Burlap cloth on the ground looks a lot like the soil on a freshly covered grave. This is also a good overall view of the scene that emphasizes the lighting. A few LED lanterns accent the graves. The lights on the pine trees in the back yard are meant to provide depth and height to the scene.










There are a few more pictures in the photo album: https://www.hauntforum.com/album.php?albumid=1990

Internet Archive link to the Skull and Bone Lighting method:
https://web.archive.org/web/20060220102047/http://skullandbone.com/tutorial_01.htm


----------



## RoxyBlue (Oct 6, 2008)

Love the blue lighting, and you can’t beat having an AtmosFX video to add to the festivities, particularly when you have a big garage door to project onto.


----------



## Hairazor (Mar 13, 2012)

Well done


----------



## Daphne (Oct 18, 2006)

Looks awesome! Great idea to hide the projector. What kind of projector are you using? It looks so bright and sharp.


----------



## Pablo Bones (Aug 11, 2016)

Nice work. I really like the idea of the lighting on the backyard trees for depth.


----------



## exascale (Jan 3, 2018)

Thanks for all the good feedback. I really liked how the lighting turned out. The method really works and proved that less is more when it comes to the number of lights. The only issue I would take with the instructions given was the suggestion that two 100w blue flood lights are enough for the two primary lights. I tried two blue LED 100w equivalent floods and they completely lacked enough punch to light the whole scene. I ended up using a 575w ETC S4 stage light with dark blue gel and a cheap LED PAR light set to blue as the primary lights. I used one blue LED flood in the porch can light and one to light the 3 tombstones set back from the main group. 2ea Yellow 100w LED equivalent flood lights worked as a good contrast to the green pine needles to light up the trees in back (it looked much better in real life).

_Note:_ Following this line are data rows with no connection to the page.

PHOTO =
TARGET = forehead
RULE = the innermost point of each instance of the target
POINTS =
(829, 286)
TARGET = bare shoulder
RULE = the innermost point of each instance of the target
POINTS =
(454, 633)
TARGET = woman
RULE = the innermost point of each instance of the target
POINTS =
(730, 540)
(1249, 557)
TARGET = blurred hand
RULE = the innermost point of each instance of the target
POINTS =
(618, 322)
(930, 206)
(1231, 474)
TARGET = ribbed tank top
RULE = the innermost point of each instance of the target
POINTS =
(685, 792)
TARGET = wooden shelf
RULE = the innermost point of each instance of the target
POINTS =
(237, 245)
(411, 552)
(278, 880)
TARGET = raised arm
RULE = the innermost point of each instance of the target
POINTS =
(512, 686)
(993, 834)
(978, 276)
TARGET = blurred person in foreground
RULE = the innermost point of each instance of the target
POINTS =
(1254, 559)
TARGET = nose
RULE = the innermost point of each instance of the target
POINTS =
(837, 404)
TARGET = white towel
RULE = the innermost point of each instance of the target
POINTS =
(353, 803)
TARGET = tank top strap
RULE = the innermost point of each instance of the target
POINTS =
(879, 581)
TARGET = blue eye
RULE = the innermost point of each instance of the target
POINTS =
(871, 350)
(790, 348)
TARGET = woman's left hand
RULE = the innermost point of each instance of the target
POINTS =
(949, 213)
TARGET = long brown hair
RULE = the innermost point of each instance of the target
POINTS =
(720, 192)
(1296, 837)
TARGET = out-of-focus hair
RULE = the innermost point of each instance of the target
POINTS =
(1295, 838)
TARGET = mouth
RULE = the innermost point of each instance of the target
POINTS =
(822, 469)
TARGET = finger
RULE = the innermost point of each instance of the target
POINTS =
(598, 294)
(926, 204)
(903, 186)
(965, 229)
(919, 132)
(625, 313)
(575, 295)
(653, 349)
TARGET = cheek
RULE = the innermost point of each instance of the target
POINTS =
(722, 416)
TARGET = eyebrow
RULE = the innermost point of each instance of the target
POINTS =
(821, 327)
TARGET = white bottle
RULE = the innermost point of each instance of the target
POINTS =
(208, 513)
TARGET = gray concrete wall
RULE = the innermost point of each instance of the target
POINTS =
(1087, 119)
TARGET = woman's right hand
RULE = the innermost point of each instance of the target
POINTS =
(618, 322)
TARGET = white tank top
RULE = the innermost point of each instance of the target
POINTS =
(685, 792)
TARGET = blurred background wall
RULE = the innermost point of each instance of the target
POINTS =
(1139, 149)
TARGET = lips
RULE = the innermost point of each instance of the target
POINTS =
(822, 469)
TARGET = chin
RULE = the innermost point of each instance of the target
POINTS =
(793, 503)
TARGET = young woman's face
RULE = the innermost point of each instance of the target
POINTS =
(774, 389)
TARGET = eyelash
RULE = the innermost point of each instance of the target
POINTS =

For the projector, I used an old Christie LWU505 (5000 lumen) projector that I bought off ebay for a couple hundred. It works well for back yard movies too. I normally like to do something on the scary side, but since 2020 was scary enough, the Skeleton band was a fun substitute.


----------



## WickedWino (Sep 3, 2013)

Lovely cemetery set up! The blue wash with pops of yellow from the lanterns is one of my favorite plays with colored lighting. Well done!


----------



## Spooky1 (Aug 25, 2008)

Looks great, we enjoy using the AtmosFX projections too.


----------



## BunchOfHocusPocus (May 23, 2012)

Omg! That's awesome! I love the blue lighting!  

Thank you for sharing this.


----------



## lowdwnrob (Jul 2, 2008)

Ive been going back and forth between blue and green and I think yours cleared it up for me. Blue it is!


----------